Maybe you know the answer to this question.

Why is that production is not just exploding in the Permian basin.

There are so many stacked pay streaks one on top of the other that you would think they would be able to zoom up volumes and push down costs fairly rapidly. That sure is the case in the Baaken where they have a third the number of pay formations. But its not happening in the permian. costs remain high and volumes move up only incrementally.
.......................

I am not certain since I don’t work the Permain, but did just read an interesting article in Jour. Petroleum Technology about it.

the Permian is legacy oilfields, land positions are established and there is far less land competition since leases are held by production. so no rush by 100s of operators from majors to mom and pops, to punch a 1000 holes in the next 1-2 years.

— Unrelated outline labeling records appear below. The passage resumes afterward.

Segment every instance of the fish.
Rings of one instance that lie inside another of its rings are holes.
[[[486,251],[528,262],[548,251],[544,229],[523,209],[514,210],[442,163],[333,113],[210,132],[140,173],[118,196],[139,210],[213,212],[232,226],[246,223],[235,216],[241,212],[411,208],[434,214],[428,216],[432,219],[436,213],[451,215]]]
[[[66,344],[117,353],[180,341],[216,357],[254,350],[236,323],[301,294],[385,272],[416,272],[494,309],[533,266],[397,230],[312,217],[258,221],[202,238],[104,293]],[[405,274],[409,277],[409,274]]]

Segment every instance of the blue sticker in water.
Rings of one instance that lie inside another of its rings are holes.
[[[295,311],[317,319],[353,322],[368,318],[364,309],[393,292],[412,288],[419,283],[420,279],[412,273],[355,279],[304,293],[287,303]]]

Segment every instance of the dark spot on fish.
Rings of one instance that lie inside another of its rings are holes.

operators are taking a slower measured approach to locate the best of many geographic and stratigraphic targets. in a sense still exploratory, not large scale development yet.

another reason that might have to take a more diligent quality over quantity approach is that it is oil in the rock, not gas with 50 times gas viscosity in low permeability. a bust well is true bust, total loss. at least in the gas shales and eagleford there is some gas cash flow even on marginal wells.

once the geology is better understood, identifying where the permeability is located, it could go nuts like the eagleford & bakken. a lot of the horizontal activity is on the basin fringes, not in existing 50-60 year old depleted fields, so again, today it seems more exploratory rather than field development phase.